Create word-level embedded difference between old and new texts.

Same as word_diff, but the difference is returned as text in which the new segments are wrapped as {+...+}, and the old segments as {-...-}. If a difference wrapper is already contained in the text, it will be escaped by inserting a tilde, e.g. "{+...+}" -> "{~+...+~}". If even an escaped wrapper is contained in the text, another tilde is inserted, and so on.

If one of the texts is None, then the whole other text is wrapped as suitable difference, and a tilde added to its end to indicate that the other text was None. If neither of the texts is None, but after differencing the tilde appears in the end of embedded difference, it is escaped by another tilde. If both texts are None, None is returned as the difference.

The colorize parameter can be used to additionally highlight embedded difference by using color markup provided by ColorString. If colorizing is enabled, the return value is a ColorString.

See word_diff for description of other parameters.

Parameters:
  • colorize (bool) - whether to colorize differences
Returns: string/ColorString/None or (string/ColorString/None, float)
string with embedded differences and possibly difference ratio

See Also: word_diff

word_ediff_to_old(dtext)

 

Recover old version (-) from text with embedded differences.

In case there was no old text, None is returned.

Parameters:
  • dtext (string) - text with embedded differences
Returns: string or None
old version of the text

See Also: word_ediff

word_ediff_to_new(dtext)

 

Recover new version (+) from text with embedded differences.

In case there was no new text, None is returned.

Parameters:
  • dtext (string) - text with embedded differences
Returns: string or None
new version of the text

See Also: word_ediff

word_ediff_to_rem(dtext, sep=' ')

 

Recover removed segments (-) from text with embedded differences.

If separator is not None, the joined string of selected segments is returned. Otherwise, the list of selected segments is returned. In either case, if there was no old text, None is returned.

Parameters:
  • dtext (string) - text with embedded differences
  • sep (string or None) - separator with which to join selected segments
Returns: string or list or None
text with only the removed segments

See Also: word_ediff

word_ediff_to_add(dtext, sep=' ')

 

Recover added segments (+) from text with embedded differences.

If separator is not None, the joined string of selected segments is returned. Otherwise, the list of selected segments is returned. In either case, if there was no new text, None is returned.

Parameters:
  • dtext (string) - text with embedded differences
  • sep (string or None) - separator with which to join selected segments
Returns: string or list or None
text with only the added segments

See Also: word_ediff

line_diff(lines_old, lines_new, markup=False, format=None, diffr=False)

 

Create word-level difference between old and new lines of text.

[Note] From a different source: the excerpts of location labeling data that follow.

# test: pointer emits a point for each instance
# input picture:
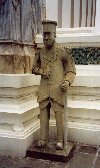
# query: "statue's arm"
(36, 69)
(69, 67)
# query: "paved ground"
(83, 157)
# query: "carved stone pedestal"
(50, 153)
(19, 123)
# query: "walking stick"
(65, 122)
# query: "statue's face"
(49, 39)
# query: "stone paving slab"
(84, 156)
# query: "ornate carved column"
(20, 20)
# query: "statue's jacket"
(62, 68)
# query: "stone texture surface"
(84, 156)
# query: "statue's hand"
(46, 72)
(64, 86)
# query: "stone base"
(50, 153)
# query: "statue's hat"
(49, 26)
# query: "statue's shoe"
(40, 143)
(59, 146)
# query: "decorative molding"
(16, 57)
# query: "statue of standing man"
(57, 70)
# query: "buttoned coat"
(62, 68)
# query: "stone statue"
(57, 70)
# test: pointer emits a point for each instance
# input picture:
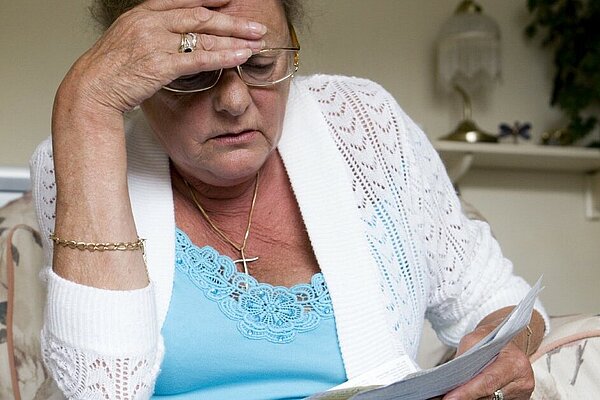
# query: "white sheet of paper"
(442, 379)
(437, 381)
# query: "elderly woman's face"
(224, 135)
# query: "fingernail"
(257, 28)
(243, 54)
(257, 45)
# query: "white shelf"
(459, 157)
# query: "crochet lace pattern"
(263, 311)
(432, 260)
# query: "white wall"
(538, 218)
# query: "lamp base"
(468, 131)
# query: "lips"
(236, 138)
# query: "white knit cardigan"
(383, 220)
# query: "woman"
(268, 206)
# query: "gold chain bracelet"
(529, 333)
(115, 246)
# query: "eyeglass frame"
(295, 47)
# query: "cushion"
(22, 297)
(567, 364)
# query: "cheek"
(162, 117)
(271, 106)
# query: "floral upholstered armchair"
(567, 365)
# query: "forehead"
(268, 12)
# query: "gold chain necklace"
(241, 248)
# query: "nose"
(231, 95)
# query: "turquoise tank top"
(228, 336)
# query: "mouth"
(236, 138)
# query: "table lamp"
(468, 59)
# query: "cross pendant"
(244, 261)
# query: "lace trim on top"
(263, 311)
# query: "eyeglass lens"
(265, 68)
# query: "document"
(440, 380)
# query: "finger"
(203, 20)
(511, 372)
(164, 5)
(216, 43)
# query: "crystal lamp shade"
(468, 51)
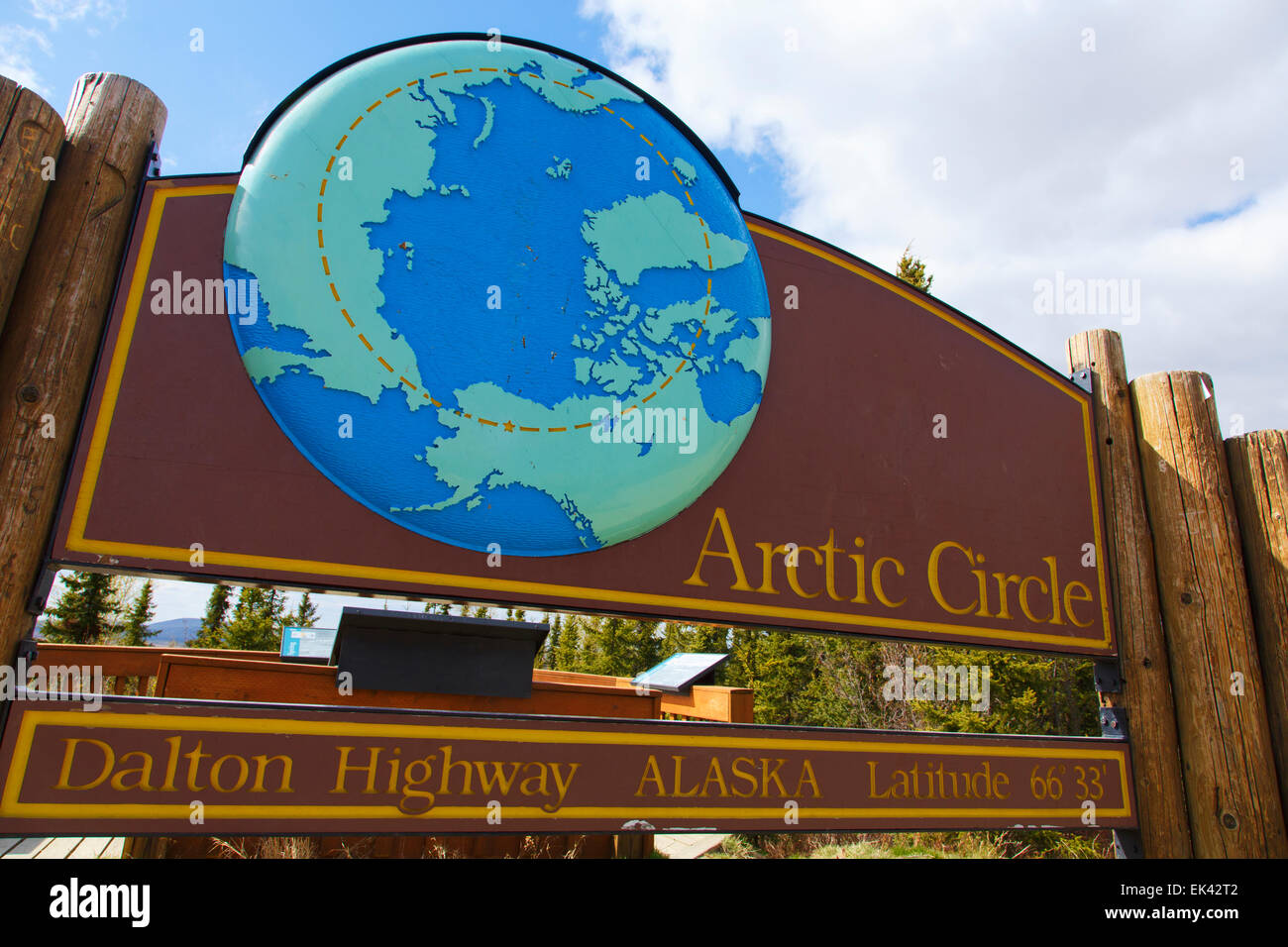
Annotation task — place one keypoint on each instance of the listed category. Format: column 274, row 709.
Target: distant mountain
column 174, row 631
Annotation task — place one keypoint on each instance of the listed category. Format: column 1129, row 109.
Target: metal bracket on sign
column 1113, row 722
column 1108, row 676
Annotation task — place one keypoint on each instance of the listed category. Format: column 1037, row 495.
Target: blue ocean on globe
column 487, row 307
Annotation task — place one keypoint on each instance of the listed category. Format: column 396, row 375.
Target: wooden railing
column 244, row 676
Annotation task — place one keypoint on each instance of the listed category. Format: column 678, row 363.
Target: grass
column 917, row 845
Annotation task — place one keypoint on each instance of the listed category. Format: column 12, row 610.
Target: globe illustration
column 497, row 296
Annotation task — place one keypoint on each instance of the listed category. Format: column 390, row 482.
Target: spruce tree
column 305, row 613
column 136, row 629
column 85, row 611
column 912, row 270
column 210, row 635
column 257, row 621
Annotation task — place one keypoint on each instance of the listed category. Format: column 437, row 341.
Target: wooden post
column 59, row 307
column 31, row 136
column 1258, row 474
column 1146, row 693
column 1228, row 764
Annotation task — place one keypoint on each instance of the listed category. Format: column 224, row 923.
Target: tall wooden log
column 1258, row 474
column 55, row 321
column 1146, row 694
column 1228, row 763
column 31, row 136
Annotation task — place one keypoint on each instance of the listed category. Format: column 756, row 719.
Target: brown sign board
column 154, row 766
column 936, row 482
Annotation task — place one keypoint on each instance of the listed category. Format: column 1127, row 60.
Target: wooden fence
column 1197, row 535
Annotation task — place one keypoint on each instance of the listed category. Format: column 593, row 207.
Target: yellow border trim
column 31, row 719
column 76, row 540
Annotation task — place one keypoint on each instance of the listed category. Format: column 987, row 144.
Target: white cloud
column 1085, row 162
column 55, row 12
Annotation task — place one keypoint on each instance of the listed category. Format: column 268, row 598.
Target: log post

First makes a difference on a line-level, and then for each set of differing lines a difference on word-level, using word_diff. Difference is presented as a list of tuples of word diffs and ratios as constructed by word_diff. See word_diff for description of keyword parameters. The difference ratio is computed as line-length weighted average of word difference ratios per line.

Parameters:
  • lines_old (string) - old lines of text
  • lines_new (string) - new lines of text
Returns: [[(string, string)...]...] or ([([(string, string)...], float)...], float)
difference list and possibly difference ratios

line_ediff(lines_old, lines_new, markup=False, format=None, colorize=False, diffr=False)

 

Create word-level embedded difference between old and new lines of text.

Same as line_diff, but the difference is returned as list of tuples of line of text (in which the new segments are wrapped as {+...+}, and the old segments as {-...-}) and difference ratio for the line. See word_diff and word_ediff for description of keyword parameters.

Returns: [string...] or ([(string, float)...], float)
lines with embedded differences and possibly difference ratios

See Also: line_diff

line_ediff_to_old(dlines)

 

Recover old version (-) from lines of text with embedded differences.

Parameters:
  • dlines (list of strings) - lines of text with embedded differences
Returns: list of strings
old version of the lines

See Also: line_ediff

line_ediff_to_new(dlines)

 

Recover new version (+) from lines of text with embedded differences.

Parameters:
  • dlines (list of strings) - lines of text with embedded differences
Returns: list of strings
new version of the lines

See Also: line_ediff

adapt_spans(otext, ftext, spans, merge=True)

 

Adapt matched spans in filtered text to original text.

Sometimes text gets filtered before being matched, and when a match is found in the filtered text, it needs to be reported relative to the original text. This function will heuristically adapt matched spans relative to the filtered text back to the original text.

Spans are given as list of index tuples [(start1, end1), ...] where start and end index have standard Python semantics (may be negative too). If merge is True, any spans that overlap or abut after adaptation will be merged into a single span, ordered by increasing start index, and empty spans removed; otherwise each adapted span will strictly correspond to the input span at that position.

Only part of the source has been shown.